一方で問題もある。マーク戦術は必然的に直線に入ると並んで叩き合いになる。
五分五分で競い合えば勝てないだろうという予想であり、その時点で私の方が有利である必要があるのだが…… 最後私の方が有利な状況になるかは読めなかった。
今までこういったばくちのような結果が見えない戦法は取らなかったのだが、今回はあえてこんな方法を取った。なぜなら私がどこまで『ライスシャワー』であるかを知りたかったのだ。
本当にライスシャワーなら、マーク相手を間違えなければほとんどのレースで勝てるのではないかと思う。そのマーク相手を間違えないというのが難しい部分でもあるのだが…… ライスシャワーも絶不調のトウカイテイオーをマークして惨敗したことがあるし……
何にしろ自分が何かということを探るのがこのレースであった。
ちなみに自分では自分が『ライスシャワー』という馬である意識は正直ほとんどない。
名前以外に共通項がなさすぎる。マイルGⅠで勝つライスシャワー号とか嫌だよ普通に……
だがそれは私の考えでしかない。勝つヴィジョンがあまり見えなかった以上、こういった手を使うこともまた戦術と思う。
細かくスキルを使いつつ、ブルボンさんの後ろをぴったりとキープする。
マーク外しに芝を蹴り上げたり、細かくポジションを変えたりといったことをブルボンさんがしてくるが、この程度で私のマークは外れない。

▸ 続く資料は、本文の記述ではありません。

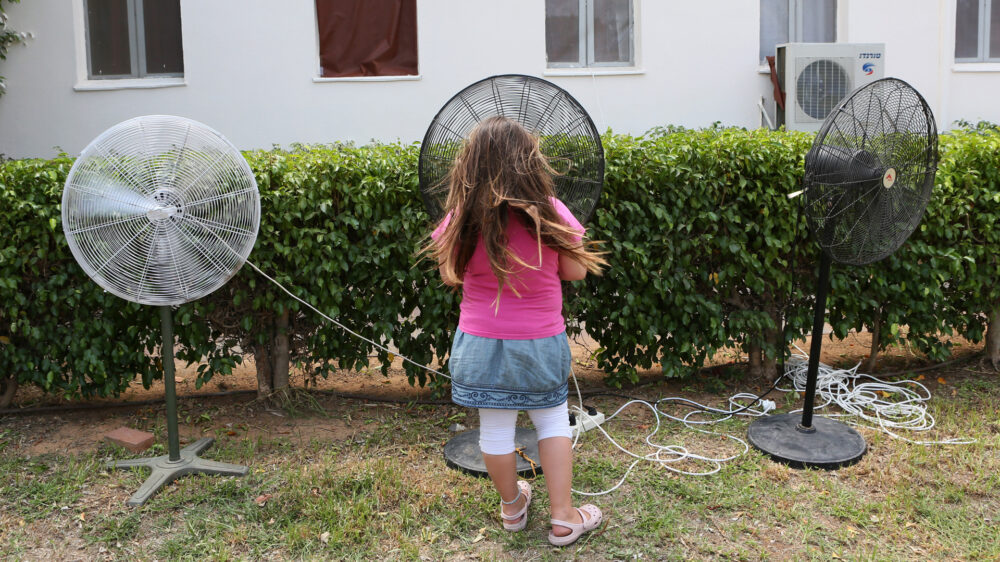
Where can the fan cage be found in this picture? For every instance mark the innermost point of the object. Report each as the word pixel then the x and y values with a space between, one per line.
pixel 160 210
pixel 870 172
pixel 568 137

今までのように強力で大きなスキルは全部封印している。細かい調整以上のスキルを使うとマークが崩れるためだ。
いつもと違う静かなレースを私が動かしたのは残り1000mを切ろうというところだった。
向こう正面から第三コーナーにかけての下り坂で一気に加速する。
そのままブルボンさんに並んで競い合う。
仕掛けるには明らかに早いタイミング。だが、スタミナ勝負に持ち込むならこれくらい早くて問題ない。

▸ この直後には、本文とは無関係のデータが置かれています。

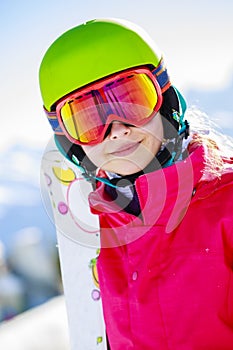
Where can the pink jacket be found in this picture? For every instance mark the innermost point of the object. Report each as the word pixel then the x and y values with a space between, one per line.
pixel 166 278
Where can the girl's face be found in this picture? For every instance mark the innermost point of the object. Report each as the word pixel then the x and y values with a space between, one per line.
pixel 127 149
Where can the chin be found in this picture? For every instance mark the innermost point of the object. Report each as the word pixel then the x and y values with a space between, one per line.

残り1000m、私とのダンスに付き合ってもらうよブルボンさん。
スパートに近い速度の私にブルボンさんもギアを一段階上げてついてくる。
ここで突き放されると不利と判断したのだろう。
そのままコーナーを走り抜けて、第四コーナーを抜けようとするタイミングで……
ブルボンさんが本気のスパートを掛けた。
こちらもさらに加速する必要がある。
心を開放し、心象風景で世界を埋め尽くす。
一面の薔薇
暗い夜が降りる中、そこを"ライスシャワー"が切り裂いていく……
いつもと違う何かが自分の中から、ライスシャワーの中から解放され、いつも以上の加速と速度で私はスパートに乗った。
東京の長い直線、二人で延々と競い合う。速度負けはしていない。とはいえ勝っているわけでもない。スタミナは切れかかっている。あとは気合の勝負……

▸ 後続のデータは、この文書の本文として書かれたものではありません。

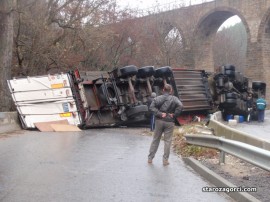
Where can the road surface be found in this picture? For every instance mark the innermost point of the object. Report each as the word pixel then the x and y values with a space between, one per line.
pixel 96 165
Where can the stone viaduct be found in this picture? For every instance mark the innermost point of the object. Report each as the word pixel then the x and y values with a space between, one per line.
pixel 198 25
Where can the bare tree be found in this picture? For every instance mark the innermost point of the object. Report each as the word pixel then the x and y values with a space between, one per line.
pixel 6 41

になったら勝てない訳で、さらにもう一段階スキルを使わせてもらう。
最後の力を振り絞ってさらに一段階速度を上げる。
それでも突き放すこともできず、私たちは並んでゴール板前に飛び込んだ。
結果はぎりぎりで私のほうがハナ差で勝利した。
いろいろ学ぶことの多いレースとなったのであった。